"The company is aware of the recent major share price decline following its earnings call on May 12 and would like to reiterate its confidence in the positive outlook for revenues and earnings growth in 2016," Taiwan-based Himax said in a statement this morning.
Last week, the fabless semiconductor solution provider reported revenue of $180.3 million, missing analysts' estimates for $181.3 million.
Adjusted earnings were 7.8 cents per ADS, while analysts were expecting earnings of 7 cents per ADS.
"Himax is seeing strength in all of its three product categories, namely large-sized panel driver IC, small and medium-sized panel driver IC and non-driver products, from market share gains and new product launches," the company noted.
Himax also said it is "excited" about the business prospects in the augmented reality and virtual reality segments "where it has a solid and unrivaled top notch customer portfolio."
About 4.32 million of Himax's shares were traded by late this morning compared to its average volume of 3.07 million shares per day.
Separately, TheStreet Ratings Team has a "Hold" rating with a score of C+ on the stock.
The primary factors that have impacted the rating are mixed.

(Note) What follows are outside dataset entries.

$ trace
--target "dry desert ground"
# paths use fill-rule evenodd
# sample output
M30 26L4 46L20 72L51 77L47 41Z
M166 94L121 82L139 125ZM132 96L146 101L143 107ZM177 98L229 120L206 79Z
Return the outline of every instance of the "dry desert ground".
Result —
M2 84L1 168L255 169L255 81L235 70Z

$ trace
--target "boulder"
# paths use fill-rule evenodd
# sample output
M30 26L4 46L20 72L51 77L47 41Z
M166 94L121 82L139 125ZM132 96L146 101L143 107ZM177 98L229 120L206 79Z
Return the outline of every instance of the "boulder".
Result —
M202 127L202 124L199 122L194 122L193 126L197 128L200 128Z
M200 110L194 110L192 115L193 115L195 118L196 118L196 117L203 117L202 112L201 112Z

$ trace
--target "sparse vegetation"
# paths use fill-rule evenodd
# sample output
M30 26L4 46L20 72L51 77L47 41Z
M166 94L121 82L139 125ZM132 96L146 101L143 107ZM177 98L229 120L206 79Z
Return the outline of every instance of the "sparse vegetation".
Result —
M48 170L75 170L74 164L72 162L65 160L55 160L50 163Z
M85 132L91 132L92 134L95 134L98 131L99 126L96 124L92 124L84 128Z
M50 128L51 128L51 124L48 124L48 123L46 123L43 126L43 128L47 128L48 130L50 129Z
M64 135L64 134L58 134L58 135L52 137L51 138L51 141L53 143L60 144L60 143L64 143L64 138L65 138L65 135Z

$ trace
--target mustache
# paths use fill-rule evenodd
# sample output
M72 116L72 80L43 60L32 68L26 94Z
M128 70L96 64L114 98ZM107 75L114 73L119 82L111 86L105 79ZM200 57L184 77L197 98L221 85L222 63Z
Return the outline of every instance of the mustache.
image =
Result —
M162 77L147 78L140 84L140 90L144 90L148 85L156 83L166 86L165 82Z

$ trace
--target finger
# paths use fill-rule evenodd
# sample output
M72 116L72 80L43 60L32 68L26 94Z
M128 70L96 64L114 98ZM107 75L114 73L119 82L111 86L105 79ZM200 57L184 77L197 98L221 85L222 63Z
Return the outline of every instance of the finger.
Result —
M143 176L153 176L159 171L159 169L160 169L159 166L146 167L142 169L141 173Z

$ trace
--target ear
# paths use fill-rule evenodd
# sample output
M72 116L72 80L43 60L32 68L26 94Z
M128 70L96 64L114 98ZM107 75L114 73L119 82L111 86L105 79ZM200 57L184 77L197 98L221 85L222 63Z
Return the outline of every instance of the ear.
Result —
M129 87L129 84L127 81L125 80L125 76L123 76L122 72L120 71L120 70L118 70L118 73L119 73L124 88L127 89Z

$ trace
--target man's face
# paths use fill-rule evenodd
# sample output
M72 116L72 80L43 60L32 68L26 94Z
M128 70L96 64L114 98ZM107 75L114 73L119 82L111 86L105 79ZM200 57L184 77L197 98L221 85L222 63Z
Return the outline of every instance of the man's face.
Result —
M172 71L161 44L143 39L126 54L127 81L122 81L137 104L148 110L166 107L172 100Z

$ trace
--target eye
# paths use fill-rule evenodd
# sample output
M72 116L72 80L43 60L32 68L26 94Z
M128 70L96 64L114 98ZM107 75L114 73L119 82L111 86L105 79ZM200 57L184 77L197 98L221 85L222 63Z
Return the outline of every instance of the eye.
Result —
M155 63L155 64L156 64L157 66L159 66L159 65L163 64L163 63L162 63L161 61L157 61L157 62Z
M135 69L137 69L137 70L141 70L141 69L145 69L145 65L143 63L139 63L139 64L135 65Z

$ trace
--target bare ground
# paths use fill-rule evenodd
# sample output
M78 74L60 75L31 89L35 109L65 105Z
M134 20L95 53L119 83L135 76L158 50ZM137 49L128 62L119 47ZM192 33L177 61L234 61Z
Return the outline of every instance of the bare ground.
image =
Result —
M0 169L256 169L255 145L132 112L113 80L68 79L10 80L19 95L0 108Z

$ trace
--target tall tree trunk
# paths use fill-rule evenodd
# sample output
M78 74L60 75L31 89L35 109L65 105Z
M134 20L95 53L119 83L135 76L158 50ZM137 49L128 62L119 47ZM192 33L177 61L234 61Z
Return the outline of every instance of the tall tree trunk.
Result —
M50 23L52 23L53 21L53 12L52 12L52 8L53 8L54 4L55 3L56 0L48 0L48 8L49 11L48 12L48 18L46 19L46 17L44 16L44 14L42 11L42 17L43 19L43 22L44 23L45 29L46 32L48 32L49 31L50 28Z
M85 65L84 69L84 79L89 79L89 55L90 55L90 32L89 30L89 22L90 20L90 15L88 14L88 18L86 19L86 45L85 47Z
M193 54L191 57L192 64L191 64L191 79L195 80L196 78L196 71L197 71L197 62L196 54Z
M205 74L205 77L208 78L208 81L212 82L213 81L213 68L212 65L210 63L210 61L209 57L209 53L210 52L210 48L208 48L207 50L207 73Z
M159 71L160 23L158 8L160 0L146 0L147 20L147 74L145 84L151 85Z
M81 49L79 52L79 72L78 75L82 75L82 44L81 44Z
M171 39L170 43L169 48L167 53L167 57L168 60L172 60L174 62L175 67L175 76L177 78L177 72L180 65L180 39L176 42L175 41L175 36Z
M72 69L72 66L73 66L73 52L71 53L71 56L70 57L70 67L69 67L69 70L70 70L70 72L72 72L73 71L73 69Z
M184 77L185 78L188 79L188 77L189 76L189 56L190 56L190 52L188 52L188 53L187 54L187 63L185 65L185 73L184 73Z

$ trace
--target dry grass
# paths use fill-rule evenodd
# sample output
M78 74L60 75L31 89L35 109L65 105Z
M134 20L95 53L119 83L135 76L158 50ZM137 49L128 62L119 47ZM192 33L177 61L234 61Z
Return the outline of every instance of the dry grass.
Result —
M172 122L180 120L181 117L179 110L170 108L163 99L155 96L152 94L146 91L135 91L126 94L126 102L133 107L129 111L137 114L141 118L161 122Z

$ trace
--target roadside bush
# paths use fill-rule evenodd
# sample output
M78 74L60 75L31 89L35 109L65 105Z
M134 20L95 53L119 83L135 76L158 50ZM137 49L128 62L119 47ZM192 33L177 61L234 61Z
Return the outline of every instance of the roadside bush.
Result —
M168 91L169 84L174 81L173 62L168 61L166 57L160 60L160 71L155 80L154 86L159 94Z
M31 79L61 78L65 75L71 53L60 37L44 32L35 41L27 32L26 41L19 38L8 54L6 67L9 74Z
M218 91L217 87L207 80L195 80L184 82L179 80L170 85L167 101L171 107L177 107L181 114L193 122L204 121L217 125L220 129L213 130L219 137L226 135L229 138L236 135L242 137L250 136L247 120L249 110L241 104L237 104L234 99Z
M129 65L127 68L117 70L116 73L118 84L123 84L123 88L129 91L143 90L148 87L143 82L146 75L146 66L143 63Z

The company's strengths can be seen in multiple areas, such as its revenue growth, largely solid financial position with reasonable debt levels by most measures and good cash flow from operations.
However, the team also finds weaknesses including disappointing return on equity and poor profit margins.
Recently, TheStreet Ratings objectively rated this stock according to its "risk-adjusted" total return prospect over a 12-month investment horizon. Not based on the news in any given day, the rating may differ from Jim Cramer's view or that of this article's author.